RAMBL: Large-scale 16S gene assembly using metagenomic shotgun sequences
Created by Feng Zeng Summer 2015.
Copyright 2015 Feng Zeng. All rights reserved.
Overview
RAMBL is a tool for the assembly of full-length 16S genes in metagenomic shotgun data. RAMBL devices a taxonomic tree search to partition data into subgroups that comprise of short reads yielded from similar strain sequences.
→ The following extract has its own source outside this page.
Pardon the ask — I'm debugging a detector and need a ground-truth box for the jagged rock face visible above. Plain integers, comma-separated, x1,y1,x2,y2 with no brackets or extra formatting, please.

Within each subgroup, RAMBL deploys a progressive Dirichlet Process mixture clustering method to reconstruct full-length 16S gene sequences.
Dependency
Following tools are all assumed installed and could be found in system environment:
* Python >= 2.7.10 * GCC >= 4.9.1 * Bowtie2 >= 2.2.4 * Samtools == 0.1.19 * Bedtools >= 2.24.0 * Sickle >= 1.33 * Seqtk >= 1.0
Following Python packages are all assumed installed:
* ETE2 Toolkit >= 2.3.1 * Scipy >= 0.15.1 * Numpy >= 1.9.2 * Scikit-bio == 0.4.0 * Biopython >= 1.65
Installation
Set up environment variable:
$ export CXX=<PATH TO G++4.9>
Clone the repository:
$ git clone https://github.com/homopolymer/RAMBL.git
Build and install to $PWD/bin:
$ python setup.py install --prefix=$PWD
16S Database
RAMBL relies on GreenGenes, which is available at ftp://greengenes.microbio.me/greengenes_release/gg_13_8_otus/. The rrnDB file that records gene copy number for GreenGenes is contained in the RAMBL package.
To download GreenGenes:
$ bash download_greengenes.sh
Usage
$ python rambl.py [-c cores] [-v] [-p output_prefix] data_info.txt
Data Metainfo
In the above, the argument 'data_info.txt' is a metadata file. It contains the following contents:
- Sequencing data
BamFiles=<FILE>, a file listing the mapping files of data against 16S rRNA reference, one BAM file per line.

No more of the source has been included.